In the current study, p.Lys26Arg was predicted as a benign variant using VarCards in silico analysis tool. Consistently, this variant has been previously classified as a benign variant using various in silico analysis tools including SIFT, MUTTASTER, PROVEAN, PolyPhen-2, CADD, and REVEL [24, 31, 32]. Other studies, based on structural modeling and molecular docking simulations suggested that the p.Lys26Arg increased binding affinity of SARS-CoV-2 spike protein to the ACE2 receptor and showed increased SARS-CoV-2 infection as compared to the wildtype ACE2 [9, 14, 24, 26, 33, 34]. However, this is contradictory to the p.Lys26Arg frequencies in public databases or previous studies on SARS-CoV-2-negative and SARS-CoV-2-positive individuals [17, 29]. Other computational chemistry reports showed that p.Lys26Arg decreased the SARS-CoV-2/ACE2 electrostatic attraction and binding affinity to the host receptor [25, 27, 28]. Further, functional assays and screening of the p.Lys26Arg variant in larger populations of diverse ethnicities and geographical origin may address this discrepancy.

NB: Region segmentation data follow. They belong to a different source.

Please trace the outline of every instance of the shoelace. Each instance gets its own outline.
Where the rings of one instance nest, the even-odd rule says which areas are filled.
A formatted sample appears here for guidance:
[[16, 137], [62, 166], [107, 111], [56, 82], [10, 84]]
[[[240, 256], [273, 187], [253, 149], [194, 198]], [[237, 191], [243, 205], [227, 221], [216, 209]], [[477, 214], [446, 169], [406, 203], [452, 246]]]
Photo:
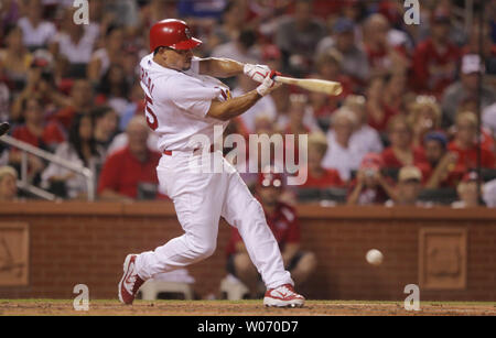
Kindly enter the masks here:
[[277, 291], [285, 293], [287, 296], [296, 294], [294, 291], [290, 290], [288, 286], [280, 286], [280, 287], [277, 288]]

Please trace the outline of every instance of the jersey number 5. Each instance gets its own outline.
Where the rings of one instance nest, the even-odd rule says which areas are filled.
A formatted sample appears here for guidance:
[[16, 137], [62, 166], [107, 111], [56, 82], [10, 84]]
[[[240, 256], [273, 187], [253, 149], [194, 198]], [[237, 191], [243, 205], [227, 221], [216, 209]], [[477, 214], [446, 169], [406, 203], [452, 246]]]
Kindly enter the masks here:
[[[151, 110], [150, 106], [153, 105], [151, 98], [147, 96], [144, 106], [144, 115], [147, 116], [147, 123], [151, 128], [151, 130], [155, 130], [159, 127], [159, 120], [157, 119], [155, 113]], [[150, 105], [150, 106], [149, 106]]]

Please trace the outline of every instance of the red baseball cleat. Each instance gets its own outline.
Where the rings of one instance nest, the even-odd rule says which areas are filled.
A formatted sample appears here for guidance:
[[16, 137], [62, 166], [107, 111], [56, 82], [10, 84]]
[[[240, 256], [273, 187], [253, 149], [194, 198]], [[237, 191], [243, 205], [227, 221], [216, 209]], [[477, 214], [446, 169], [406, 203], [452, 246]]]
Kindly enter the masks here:
[[144, 281], [136, 272], [136, 254], [128, 254], [123, 264], [123, 275], [119, 282], [119, 301], [123, 304], [132, 304], [138, 290]]
[[284, 284], [276, 288], [269, 288], [263, 297], [265, 306], [277, 307], [302, 307], [305, 304], [305, 297], [294, 292], [293, 285]]

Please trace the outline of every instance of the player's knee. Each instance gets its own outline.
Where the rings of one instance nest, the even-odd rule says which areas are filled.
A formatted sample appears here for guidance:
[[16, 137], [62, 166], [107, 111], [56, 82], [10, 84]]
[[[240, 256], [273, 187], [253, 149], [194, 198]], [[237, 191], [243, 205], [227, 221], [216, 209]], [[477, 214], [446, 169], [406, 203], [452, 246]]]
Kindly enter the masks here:
[[315, 253], [306, 252], [300, 260], [300, 268], [305, 272], [312, 272], [317, 264]]
[[239, 273], [246, 274], [250, 272], [256, 272], [254, 263], [251, 263], [251, 260], [247, 253], [236, 254], [234, 262], [236, 271]]
[[216, 249], [216, 243], [196, 243], [193, 246], [192, 251], [195, 253], [196, 257], [206, 259], [214, 254]]

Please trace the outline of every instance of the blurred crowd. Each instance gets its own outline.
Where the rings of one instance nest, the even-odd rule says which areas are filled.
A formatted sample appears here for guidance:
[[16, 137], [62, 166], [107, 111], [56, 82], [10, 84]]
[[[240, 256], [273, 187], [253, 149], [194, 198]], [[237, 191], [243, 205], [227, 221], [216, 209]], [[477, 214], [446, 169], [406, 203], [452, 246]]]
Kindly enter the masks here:
[[[2, 0], [0, 121], [11, 137], [91, 168], [98, 198], [166, 198], [138, 65], [150, 26], [181, 18], [204, 42], [197, 56], [343, 85], [337, 97], [281, 86], [226, 130], [294, 134], [283, 146], [296, 154], [298, 135], [309, 135], [308, 179], [288, 186], [290, 204], [496, 206], [496, 0], [470, 25], [459, 0], [420, 1], [419, 25], [405, 24], [395, 0], [88, 2], [90, 22], [78, 25], [72, 0]], [[246, 76], [226, 83], [235, 96], [256, 87]], [[278, 165], [268, 161], [260, 167]], [[0, 199], [21, 194], [12, 185], [21, 162], [0, 142]], [[82, 176], [28, 163], [33, 185], [85, 198]]]

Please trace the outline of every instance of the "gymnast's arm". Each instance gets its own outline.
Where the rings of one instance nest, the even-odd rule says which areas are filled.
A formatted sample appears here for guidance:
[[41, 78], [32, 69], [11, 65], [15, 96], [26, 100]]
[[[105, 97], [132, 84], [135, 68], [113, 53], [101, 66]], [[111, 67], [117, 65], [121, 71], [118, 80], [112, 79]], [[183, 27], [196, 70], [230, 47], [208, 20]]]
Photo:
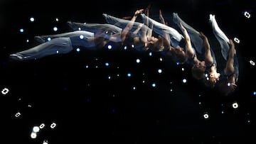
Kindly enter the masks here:
[[121, 33], [121, 41], [124, 41], [126, 36], [127, 35], [128, 33], [132, 28], [132, 26], [135, 22], [136, 18], [138, 16], [138, 14], [143, 12], [143, 9], [137, 10], [135, 11], [134, 16], [132, 18], [131, 21], [128, 23], [127, 26], [122, 31]]
[[188, 57], [193, 57], [195, 55], [195, 51], [192, 48], [191, 41], [188, 33], [186, 29], [183, 27], [183, 26], [180, 23], [181, 29], [183, 32], [183, 35], [186, 41], [186, 53], [188, 55]]
[[[161, 9], [159, 10], [159, 18], [160, 18], [161, 22], [163, 24], [166, 25], [166, 23], [165, 22], [165, 20], [164, 18], [164, 16], [162, 15]], [[170, 35], [169, 33], [166, 33], [165, 30], [163, 30], [163, 31], [164, 32], [163, 37], [166, 40], [166, 41], [164, 41], [165, 45], [171, 45], [171, 43], [170, 43], [170, 42], [171, 42]]]
[[235, 55], [235, 44], [230, 39], [230, 51], [228, 55], [228, 59], [227, 60], [226, 66], [224, 69], [225, 73], [230, 74], [235, 72], [234, 68], [234, 55]]
[[201, 36], [204, 42], [205, 45], [205, 62], [206, 66], [210, 66], [213, 63], [213, 58], [211, 55], [210, 43], [208, 38], [204, 35], [203, 32], [200, 32]]

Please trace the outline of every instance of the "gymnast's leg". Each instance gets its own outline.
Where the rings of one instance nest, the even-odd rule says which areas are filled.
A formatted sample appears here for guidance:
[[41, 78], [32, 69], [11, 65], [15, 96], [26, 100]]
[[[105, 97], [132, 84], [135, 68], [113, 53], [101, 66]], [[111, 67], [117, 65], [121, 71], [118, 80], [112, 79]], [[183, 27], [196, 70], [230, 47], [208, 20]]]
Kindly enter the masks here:
[[168, 33], [170, 35], [170, 38], [171, 40], [171, 44], [172, 45], [173, 47], [176, 48], [178, 45], [178, 43], [181, 40], [182, 38], [183, 38], [183, 35], [179, 33], [176, 29], [168, 26], [164, 23], [159, 23], [148, 16], [146, 16], [145, 14], [144, 13], [141, 13], [140, 14], [142, 17], [142, 19], [146, 21], [149, 21], [149, 22], [151, 23], [154, 26], [153, 26], [153, 31], [164, 37], [164, 33]]
[[68, 37], [73, 37], [73, 36], [82, 36], [85, 38], [90, 38], [94, 36], [94, 33], [89, 31], [75, 31], [72, 32], [63, 33], [56, 35], [41, 35], [41, 36], [35, 36], [35, 39], [41, 43], [46, 43], [52, 39], [56, 38], [68, 38]]
[[225, 33], [220, 30], [218, 26], [215, 15], [210, 14], [210, 23], [213, 28], [213, 33], [219, 42], [221, 48], [221, 53], [223, 58], [227, 60], [229, 53], [229, 38], [225, 35]]
[[195, 47], [195, 49], [200, 54], [204, 53], [204, 44], [203, 40], [201, 38], [200, 33], [198, 31], [196, 31], [191, 26], [186, 23], [176, 13], [173, 13], [173, 21], [174, 22], [181, 28], [180, 23], [181, 23], [182, 26], [183, 26], [188, 31], [188, 33], [191, 38], [191, 42]]
[[122, 28], [109, 23], [87, 23], [68, 21], [67, 24], [73, 31], [86, 31], [94, 33], [120, 33]]
[[65, 54], [73, 50], [69, 38], [58, 38], [32, 48], [10, 55], [16, 60], [39, 59], [48, 55]]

We restricted our analysis to the ACE2 peptidase domain variants screening, which have been established as RBD contact residues for SARS-CoV-2. Previous studies investigated the few ACE2 variants [17, 19, 35,36,37] or screened the complete gene [11, 20, 29, 38,39,40] and reported conflicting results. No association was found in Spanish [29, 39], Turkish [41], Russian [20], and British [40] populations. In contrast, different ACE2 variants were identified in Saudi [36], German [17], Italian [35], Spanish [19], and Polish [37] populations, that were linked with genetic susceptibility to SARS-CoV-2 or severity of the COVID-19 disease. However, most of these variants were in the noncoding region of the ACE2. Previously, it has been shown that noncoding variants may perturb the ACE2 gene activity [18]. These reports suggest that ACE2 variants, particularly in noncoding regions, may have an impact on infection and disease severity of COVID-19 among diverse populations. Complete ACE2 gene screening of in larger populations would be helpful for the clear understanding of its genetic association with SARS-CoV-2 infection and the course of COVID-19 disease.

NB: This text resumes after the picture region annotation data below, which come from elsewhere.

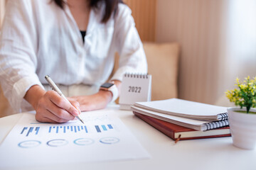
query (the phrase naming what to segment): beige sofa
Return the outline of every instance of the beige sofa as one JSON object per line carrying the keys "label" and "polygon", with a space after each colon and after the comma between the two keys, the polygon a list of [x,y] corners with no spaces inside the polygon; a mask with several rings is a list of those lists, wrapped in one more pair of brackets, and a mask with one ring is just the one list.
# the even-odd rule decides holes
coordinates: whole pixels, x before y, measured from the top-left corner
{"label": "beige sofa", "polygon": [[[178,97],[179,45],[177,43],[144,42],[144,47],[148,62],[148,73],[152,75],[151,100]],[[116,55],[113,72],[118,67],[118,57]],[[14,113],[0,87],[0,118]]]}

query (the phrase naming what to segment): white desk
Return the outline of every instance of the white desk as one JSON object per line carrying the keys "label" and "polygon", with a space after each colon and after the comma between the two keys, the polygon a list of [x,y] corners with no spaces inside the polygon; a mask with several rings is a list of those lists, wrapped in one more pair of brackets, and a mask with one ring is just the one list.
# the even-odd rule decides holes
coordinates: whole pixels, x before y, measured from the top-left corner
{"label": "white desk", "polygon": [[[111,115],[123,121],[151,154],[151,159],[63,164],[31,169],[256,169],[256,149],[243,150],[235,147],[230,137],[179,141],[174,144],[171,139],[134,116],[132,111],[119,110],[117,107],[106,110],[110,109],[116,110]],[[21,114],[0,118],[0,142]]]}

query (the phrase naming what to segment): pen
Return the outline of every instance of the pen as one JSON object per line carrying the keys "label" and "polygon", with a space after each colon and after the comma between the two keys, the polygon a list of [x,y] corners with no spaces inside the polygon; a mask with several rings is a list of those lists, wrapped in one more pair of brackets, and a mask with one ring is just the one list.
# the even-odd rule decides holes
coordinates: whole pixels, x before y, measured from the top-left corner
{"label": "pen", "polygon": [[[48,82],[48,84],[50,84],[50,86],[51,86],[51,88],[53,89],[53,90],[54,90],[55,91],[56,91],[60,96],[62,96],[63,98],[65,98],[65,100],[66,100],[67,101],[68,101],[70,103],[70,102],[68,100],[68,98],[64,96],[64,94],[61,92],[61,91],[60,90],[60,89],[58,89],[58,87],[57,86],[57,85],[53,82],[53,81],[52,80],[52,79],[50,79],[50,76],[46,75],[45,76],[47,82]],[[85,123],[82,121],[82,120],[81,119],[81,118],[78,115],[75,116],[75,118],[77,118],[79,120],[80,120],[83,124],[85,124]]]}

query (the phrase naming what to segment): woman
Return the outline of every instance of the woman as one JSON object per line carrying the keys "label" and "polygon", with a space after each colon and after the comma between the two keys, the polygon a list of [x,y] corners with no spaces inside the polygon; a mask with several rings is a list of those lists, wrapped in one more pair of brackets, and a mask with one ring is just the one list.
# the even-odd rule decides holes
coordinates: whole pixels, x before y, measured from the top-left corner
{"label": "woman", "polygon": [[[131,11],[120,0],[9,0],[0,38],[1,86],[16,112],[34,109],[40,122],[67,122],[115,99],[99,87],[116,52],[119,67],[110,79],[119,89],[125,72],[146,72]],[[47,91],[46,74],[72,104]]]}

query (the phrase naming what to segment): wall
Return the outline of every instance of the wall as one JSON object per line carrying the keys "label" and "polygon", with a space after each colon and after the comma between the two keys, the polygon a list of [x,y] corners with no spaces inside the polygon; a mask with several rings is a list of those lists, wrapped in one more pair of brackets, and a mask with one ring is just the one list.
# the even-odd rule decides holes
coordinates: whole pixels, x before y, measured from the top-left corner
{"label": "wall", "polygon": [[6,0],[0,0],[0,28],[4,19],[5,1]]}
{"label": "wall", "polygon": [[[252,12],[256,6],[252,4],[253,1],[157,1],[156,42],[177,41],[182,48],[179,98],[215,103],[226,89],[233,88],[237,76],[242,79],[246,75],[255,76],[255,67],[252,67],[256,64],[255,48],[251,45],[250,49],[243,50],[245,45],[238,45],[239,42],[252,45],[250,40],[243,38],[247,30],[242,26],[248,18],[247,23],[255,23],[256,15]],[[235,3],[249,5],[242,11],[241,4],[234,5]],[[238,23],[238,18],[240,18]],[[250,60],[245,62],[245,56]]]}
{"label": "wall", "polygon": [[132,9],[136,28],[142,41],[154,41],[156,0],[124,0]]}

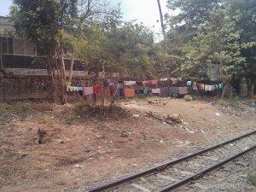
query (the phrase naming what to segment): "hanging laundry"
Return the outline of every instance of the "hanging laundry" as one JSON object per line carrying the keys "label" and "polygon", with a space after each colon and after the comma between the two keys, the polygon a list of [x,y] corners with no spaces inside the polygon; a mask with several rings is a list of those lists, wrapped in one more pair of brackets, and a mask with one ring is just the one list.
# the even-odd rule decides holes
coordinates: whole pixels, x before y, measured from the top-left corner
{"label": "hanging laundry", "polygon": [[151,84],[157,84],[158,82],[159,82],[159,79],[153,79],[153,80],[151,80]]}
{"label": "hanging laundry", "polygon": [[142,81],[137,81],[137,85],[143,85],[143,82]]}
{"label": "hanging laundry", "polygon": [[199,84],[199,89],[200,89],[200,90],[205,90],[205,84]]}
{"label": "hanging laundry", "polygon": [[152,89],[152,94],[154,95],[160,95],[160,89],[157,88],[157,89]]}
{"label": "hanging laundry", "polygon": [[124,81],[125,85],[133,85],[136,84],[136,81]]}
{"label": "hanging laundry", "polygon": [[84,90],[79,90],[79,96],[83,96],[84,95]]}
{"label": "hanging laundry", "polygon": [[170,95],[178,94],[178,87],[170,87],[169,92],[170,92]]}
{"label": "hanging laundry", "polygon": [[108,79],[108,83],[110,84],[110,83],[113,83],[114,80],[113,79]]}
{"label": "hanging laundry", "polygon": [[222,89],[222,88],[223,88],[223,83],[220,83],[220,84],[218,84],[218,88],[219,88],[219,89]]}
{"label": "hanging laundry", "polygon": [[123,88],[118,88],[117,90],[116,90],[116,96],[124,96],[124,89]]}
{"label": "hanging laundry", "polygon": [[84,87],[84,96],[92,96],[93,87]]}
{"label": "hanging laundry", "polygon": [[214,90],[214,89],[215,89],[214,85],[205,84],[205,90],[206,91],[212,91],[212,90]]}
{"label": "hanging laundry", "polygon": [[66,89],[67,89],[67,92],[73,91],[73,86],[67,85]]}
{"label": "hanging laundry", "polygon": [[135,96],[135,89],[125,89],[125,97],[133,97]]}
{"label": "hanging laundry", "polygon": [[151,93],[151,90],[149,90],[149,89],[143,90],[144,96],[147,96],[147,95],[148,95],[150,93]]}
{"label": "hanging laundry", "polygon": [[143,94],[144,90],[135,90],[136,94]]}
{"label": "hanging laundry", "polygon": [[197,90],[197,86],[193,86],[193,90]]}
{"label": "hanging laundry", "polygon": [[123,84],[123,82],[121,82],[121,83],[118,83],[118,85],[117,85],[117,88],[121,88],[121,89],[124,89],[125,88],[125,85],[124,85],[124,84]]}
{"label": "hanging laundry", "polygon": [[186,95],[188,94],[188,87],[179,87],[178,94]]}
{"label": "hanging laundry", "polygon": [[191,81],[187,81],[187,86],[191,86],[192,85],[192,82]]}
{"label": "hanging laundry", "polygon": [[143,84],[150,84],[150,81],[149,81],[149,80],[143,81]]}
{"label": "hanging laundry", "polygon": [[166,97],[169,95],[168,87],[160,88],[160,96]]}
{"label": "hanging laundry", "polygon": [[101,86],[100,85],[93,86],[93,92],[95,94],[101,93]]}
{"label": "hanging laundry", "polygon": [[73,87],[73,91],[79,91],[79,88],[78,87]]}
{"label": "hanging laundry", "polygon": [[188,87],[188,93],[193,93],[193,88],[191,86]]}
{"label": "hanging laundry", "polygon": [[167,81],[168,79],[167,79],[167,78],[165,78],[165,79],[160,79],[160,81]]}
{"label": "hanging laundry", "polygon": [[114,90],[113,84],[109,84],[108,89],[109,89],[109,95],[111,96],[113,96],[113,90]]}
{"label": "hanging laundry", "polygon": [[80,91],[80,90],[83,91],[83,90],[83,90],[83,87],[78,87],[78,90],[79,90],[79,91]]}

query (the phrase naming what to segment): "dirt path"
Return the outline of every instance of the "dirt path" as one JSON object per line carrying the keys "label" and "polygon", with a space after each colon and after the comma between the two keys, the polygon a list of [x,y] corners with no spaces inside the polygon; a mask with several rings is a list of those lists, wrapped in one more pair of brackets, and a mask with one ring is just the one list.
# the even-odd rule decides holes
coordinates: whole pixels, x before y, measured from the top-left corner
{"label": "dirt path", "polygon": [[[82,191],[256,129],[255,108],[246,103],[152,101],[122,102],[130,115],[118,120],[66,125],[48,112],[44,120],[1,123],[0,191]],[[168,125],[149,111],[180,113],[183,123]]]}

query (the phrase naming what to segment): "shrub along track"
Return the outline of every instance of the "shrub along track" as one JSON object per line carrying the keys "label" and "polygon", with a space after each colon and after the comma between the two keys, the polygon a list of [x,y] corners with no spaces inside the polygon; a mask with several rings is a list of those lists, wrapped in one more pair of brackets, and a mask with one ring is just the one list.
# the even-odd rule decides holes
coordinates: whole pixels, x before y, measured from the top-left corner
{"label": "shrub along track", "polygon": [[91,189],[97,191],[172,191],[256,148],[256,131],[130,177]]}

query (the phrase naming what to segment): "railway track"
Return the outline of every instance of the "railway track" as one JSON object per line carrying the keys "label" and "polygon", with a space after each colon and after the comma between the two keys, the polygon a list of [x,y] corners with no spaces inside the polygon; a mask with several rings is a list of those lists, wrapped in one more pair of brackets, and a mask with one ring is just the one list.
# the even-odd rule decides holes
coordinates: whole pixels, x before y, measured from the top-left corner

Strength of the current study includes the size of study population that was well calculated through Online Sample Size Estimator (http://osse.bii.a-star.edu.sg/calculation1.php), complying by scientific standards for sample size. Another strength is that all study participants were tested by RT-PCR and stratified as SARS-CoV-2-positive or SARS-CoV-2-negative individuals. Whereas, previous studies reported the prevalence of ACE2 variants in SARS-CoV-2-positive individuals in comparison with healthy controls who were not tested for SARS-CoV-2 [11, 18, 20, 35, 36, 38, 39]. Limitation of this study includes the screening of only partial coding sequence (exons 2, 3, 9, and 10) of ACE2 peptidase domain. Variant screening was performed using HRM and DHPLC assay with variant detection sensitivity < 100%, that may have missed some of the ACE2 variants. Functional variants in other coding region of ACE2 may influence COVID-19 disease occurrence and severity in the Pakistani population.

Conclusion

In summary, this is the first study investigating the germline ACE2 variants in SARS-CoV-2-positive and SARS-CoV-2-negative individuals from Pakistan. No variants were detected in any of the 20 ACE2 residues, previously reported for binding of SARS-CoV-2 spike protein. The only identified missense variant, (p.Lys26Arg) may not be associated with increased susceptibility or protective effect for SARS-CoV-2 infection in the Pakistani population. Screening of the complete ACE2 gene is warranted to clarify its role in SARS-CoV-2 infection in the Pakistani population.